Hybrid Quantum Mechanical and Molecular Mechanical Studies of the Reaction Mechanism of Lactate and Malate Dehydrogenase

Principal Investigator

Jill Gready

Division of Biochemistry and Molecular Biology, John Curtin School of Medical Research

Enzymes are proteins which are responsible for virtually all chemical reactions in cells. They bind
reactants (substrates) with a high degree of specificity, and chemically transform them with a phenomenal rate acceleration compared to the analogous reaction in solution. It is of fundamental interest to characterize the unique structural and energetic properties of the enzyme active site which enable this binding and catalysis. This project focuses on the reaction mechanism of two important glycolytic enzymes, lactate dehydrogenase (LDH) and malate dehydrogenase (MDH). LDH converts pyruvate to L-lactate in the presence of the cofactor NADH; similarly, MDH converts oxaloacetate to L-malate.
The relatively new hybrid quantum mechanical and molecular mechanical (QM/MM) technique is employed in this study.
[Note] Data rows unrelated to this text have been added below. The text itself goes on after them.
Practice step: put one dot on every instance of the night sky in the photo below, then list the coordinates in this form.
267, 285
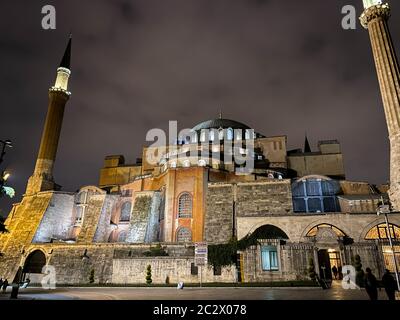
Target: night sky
281, 67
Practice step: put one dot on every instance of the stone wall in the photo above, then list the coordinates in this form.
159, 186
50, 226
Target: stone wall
57, 219
133, 271
293, 262
140, 217
264, 198
219, 213
22, 224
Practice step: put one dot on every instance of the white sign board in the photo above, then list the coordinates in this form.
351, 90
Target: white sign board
200, 253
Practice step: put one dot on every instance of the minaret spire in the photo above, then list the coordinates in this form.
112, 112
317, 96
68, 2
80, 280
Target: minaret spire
42, 178
375, 19
66, 59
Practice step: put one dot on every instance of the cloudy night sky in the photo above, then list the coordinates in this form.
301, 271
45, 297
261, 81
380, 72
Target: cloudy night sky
281, 67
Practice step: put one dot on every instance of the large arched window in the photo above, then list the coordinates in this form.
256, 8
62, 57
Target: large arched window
229, 134
185, 205
35, 262
314, 231
125, 212
184, 235
315, 195
122, 236
379, 232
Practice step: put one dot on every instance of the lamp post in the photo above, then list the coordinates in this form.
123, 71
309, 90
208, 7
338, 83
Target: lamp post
385, 209
5, 143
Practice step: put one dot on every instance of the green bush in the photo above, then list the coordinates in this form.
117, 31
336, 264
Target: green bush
156, 251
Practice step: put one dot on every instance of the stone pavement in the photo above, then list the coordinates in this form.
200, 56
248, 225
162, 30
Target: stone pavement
219, 293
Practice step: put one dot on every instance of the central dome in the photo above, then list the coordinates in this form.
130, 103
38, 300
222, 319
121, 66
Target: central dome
220, 123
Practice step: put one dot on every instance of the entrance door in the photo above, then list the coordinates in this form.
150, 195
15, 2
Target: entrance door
324, 264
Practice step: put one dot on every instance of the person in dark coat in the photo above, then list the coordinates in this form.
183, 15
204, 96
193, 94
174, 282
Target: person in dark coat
371, 285
335, 272
390, 285
340, 273
5, 285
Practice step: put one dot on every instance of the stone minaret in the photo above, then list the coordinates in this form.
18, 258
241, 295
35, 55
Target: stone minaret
375, 18
42, 178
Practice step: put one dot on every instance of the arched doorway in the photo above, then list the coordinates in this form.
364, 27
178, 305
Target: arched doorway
34, 264
327, 238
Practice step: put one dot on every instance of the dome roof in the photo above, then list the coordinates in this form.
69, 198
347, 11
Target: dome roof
220, 123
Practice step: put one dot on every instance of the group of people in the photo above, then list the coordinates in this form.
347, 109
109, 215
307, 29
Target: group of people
337, 272
371, 285
3, 285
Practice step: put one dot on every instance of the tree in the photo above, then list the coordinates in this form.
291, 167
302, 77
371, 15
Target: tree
91, 276
359, 271
311, 269
148, 275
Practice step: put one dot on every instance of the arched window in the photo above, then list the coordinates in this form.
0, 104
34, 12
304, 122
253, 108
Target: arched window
203, 136
126, 212
185, 205
314, 231
194, 137
229, 134
184, 235
379, 232
212, 135
315, 195
35, 262
122, 236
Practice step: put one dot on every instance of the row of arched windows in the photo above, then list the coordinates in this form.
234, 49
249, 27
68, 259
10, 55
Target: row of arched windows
221, 134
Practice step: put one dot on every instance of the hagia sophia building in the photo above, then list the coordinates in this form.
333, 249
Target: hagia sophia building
297, 204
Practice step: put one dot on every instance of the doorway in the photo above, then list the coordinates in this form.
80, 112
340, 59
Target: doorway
324, 265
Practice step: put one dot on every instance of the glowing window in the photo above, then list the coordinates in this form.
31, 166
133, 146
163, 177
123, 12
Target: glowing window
313, 232
122, 236
185, 205
230, 134
269, 258
380, 232
203, 136
184, 235
126, 212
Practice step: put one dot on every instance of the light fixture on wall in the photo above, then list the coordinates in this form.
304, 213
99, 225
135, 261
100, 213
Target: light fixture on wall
85, 256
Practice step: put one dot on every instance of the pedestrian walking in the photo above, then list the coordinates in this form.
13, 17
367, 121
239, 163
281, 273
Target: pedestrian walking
390, 285
335, 272
371, 285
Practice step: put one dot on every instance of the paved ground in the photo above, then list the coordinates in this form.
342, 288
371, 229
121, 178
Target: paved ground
129, 293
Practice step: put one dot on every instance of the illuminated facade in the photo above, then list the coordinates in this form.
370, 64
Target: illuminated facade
296, 203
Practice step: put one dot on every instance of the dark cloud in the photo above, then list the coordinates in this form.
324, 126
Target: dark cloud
282, 67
The computational cost of modelling a chemical reaction in an enzyme is minimized by partitioning the system: the active site and the substrate are treated quantum mechanically, while the protein environment is simulated using classical molecular mechanics. The two regions are coupled via approximate, parameterized interactions. The QM/MM approach thus takes advantage of the chemical accuracy of quantum mechanics for the active site, while including the influential environmental effects using the computationally less expensive MM.

Few enzyme systems have been studied with this method, and much work remains to improve the protocol, parameterization, and reliability of the technique. Thus the aim of this research is to develop protocols and simulation conditions for hybrid QM/MM calculations of LDH and MDH in an effort to determine the enzymatic reaction mechanism.

Co-Investigators

Rebecca Schmidt

Division of Biochemistry and Molecular Biology, John Curtin School of Medical Research

Projects

v53 - VPP, PC

What are the results to date and the future of the work?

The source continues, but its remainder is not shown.